Arefe günü aslen Hicrî zilhicce ayının 9. günüdür ve bugün Kurban bayramından önceki, terviye gününden sonraki gündür. Ancak zamanla Ramazan bayramından önceki gün için de kullanılmaya başlandı.
Hz. Peygamber sallallahu aleyhi ve sellem arefe gününde en ziyâde şöyle derlerdi:
“La ilahe illellahü vahdehü la şerike leh, Lehül mülkü ve lehül hamdü biyedihil hâyrû vehüve alâ külli şey’in kadîr.”

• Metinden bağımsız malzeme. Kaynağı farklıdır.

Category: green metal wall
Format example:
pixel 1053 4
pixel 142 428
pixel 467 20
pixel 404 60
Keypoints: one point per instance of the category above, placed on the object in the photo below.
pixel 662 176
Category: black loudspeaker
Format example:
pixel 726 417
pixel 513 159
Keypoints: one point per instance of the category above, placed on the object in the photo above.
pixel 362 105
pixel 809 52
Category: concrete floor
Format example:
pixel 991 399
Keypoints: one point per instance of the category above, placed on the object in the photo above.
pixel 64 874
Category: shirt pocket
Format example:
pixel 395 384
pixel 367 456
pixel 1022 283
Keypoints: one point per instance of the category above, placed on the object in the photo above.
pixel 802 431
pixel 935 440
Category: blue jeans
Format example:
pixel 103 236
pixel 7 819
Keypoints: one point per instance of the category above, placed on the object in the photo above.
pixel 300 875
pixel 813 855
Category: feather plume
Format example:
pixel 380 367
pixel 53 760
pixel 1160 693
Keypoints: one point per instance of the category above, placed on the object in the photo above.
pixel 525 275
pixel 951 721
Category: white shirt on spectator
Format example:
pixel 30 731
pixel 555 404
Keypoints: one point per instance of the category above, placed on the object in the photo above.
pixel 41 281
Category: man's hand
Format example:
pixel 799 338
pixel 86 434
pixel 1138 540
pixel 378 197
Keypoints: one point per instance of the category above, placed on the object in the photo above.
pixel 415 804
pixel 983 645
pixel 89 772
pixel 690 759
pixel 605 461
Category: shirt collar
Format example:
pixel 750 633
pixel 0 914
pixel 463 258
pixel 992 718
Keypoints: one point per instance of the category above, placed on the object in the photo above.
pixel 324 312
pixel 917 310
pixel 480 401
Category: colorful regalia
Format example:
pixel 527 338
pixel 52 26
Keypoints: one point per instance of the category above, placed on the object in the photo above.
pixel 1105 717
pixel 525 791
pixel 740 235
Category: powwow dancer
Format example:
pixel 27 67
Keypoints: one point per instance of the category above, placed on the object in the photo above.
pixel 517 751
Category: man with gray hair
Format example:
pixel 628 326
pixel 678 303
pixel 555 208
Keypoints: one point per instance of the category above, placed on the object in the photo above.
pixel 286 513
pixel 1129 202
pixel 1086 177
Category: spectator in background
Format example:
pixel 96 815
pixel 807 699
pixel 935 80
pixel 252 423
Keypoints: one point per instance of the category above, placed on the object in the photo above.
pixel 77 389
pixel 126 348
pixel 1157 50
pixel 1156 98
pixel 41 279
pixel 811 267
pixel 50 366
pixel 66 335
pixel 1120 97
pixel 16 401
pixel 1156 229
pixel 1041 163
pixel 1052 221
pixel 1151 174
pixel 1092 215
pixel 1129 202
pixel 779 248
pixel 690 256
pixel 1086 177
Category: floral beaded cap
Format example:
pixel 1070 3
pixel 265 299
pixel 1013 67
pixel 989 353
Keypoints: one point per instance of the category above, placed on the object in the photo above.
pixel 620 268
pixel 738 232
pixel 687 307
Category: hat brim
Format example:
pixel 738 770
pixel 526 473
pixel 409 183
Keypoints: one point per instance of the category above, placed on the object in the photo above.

“Allah’tan başka ilâh yoktur, yalnız O vardır ve hiçbir şerîki yoktur. Mülk O’nundur ve hamd de O’na mahsustur. Bütün hayırlar O’nun elindedir ve O her şeye kâdirdir.” (Mahmud Sami Ramazanoğlu, Dualar ve Zikirler, Erkam Yayınları)
“Ramazan ve Kurban Bayramı gecelerini, sevabını Allah’tan umarak ihya edenin kalbi (bütün kalplerin öldüğü günde) ölmeyecektir.” (İbn Mâce, Sıyam, 68)
Kurban bayramının arefe günü sabah namazından bayramın dördüncü günü ikindi namazına kadar 23 vakitte, yalnız başına veya cemaatle kılınan farz namazların arkasından birer defâ:
اَللّٰهُ اَكْبَرُ اَللّٰهُ اَكْبَرُ لۤا اِلٰهَ اِلاَّ اللّٰهُ وَاللّٰهُ اَكْبَرُ اَللّٰهُ اَكْبَرُ وَلِلّٰهِ الْحَمْدُ
“Allahu ekber Allahu ekber. Lâ ilâhe İllâllahu vallahu ekber. Allahu ekber ve lillâhil hamd.” diyerek tekbîr getirmek, erkek-kadın, imam-cemaat, mukîm-misâfir her Müslümana vâciptir. Buna teşrîk tekbîrleri denir. (Muvatta, Hac, 205)
“Allah her şeyden yücedir, Allah her şeyden yücedir. Allah’tan başka ilâh yoktur, Allah her şeyden yücedir. Allah her şeyden yücedir, hamd sadece O’na mahsustur” anlamına gelir.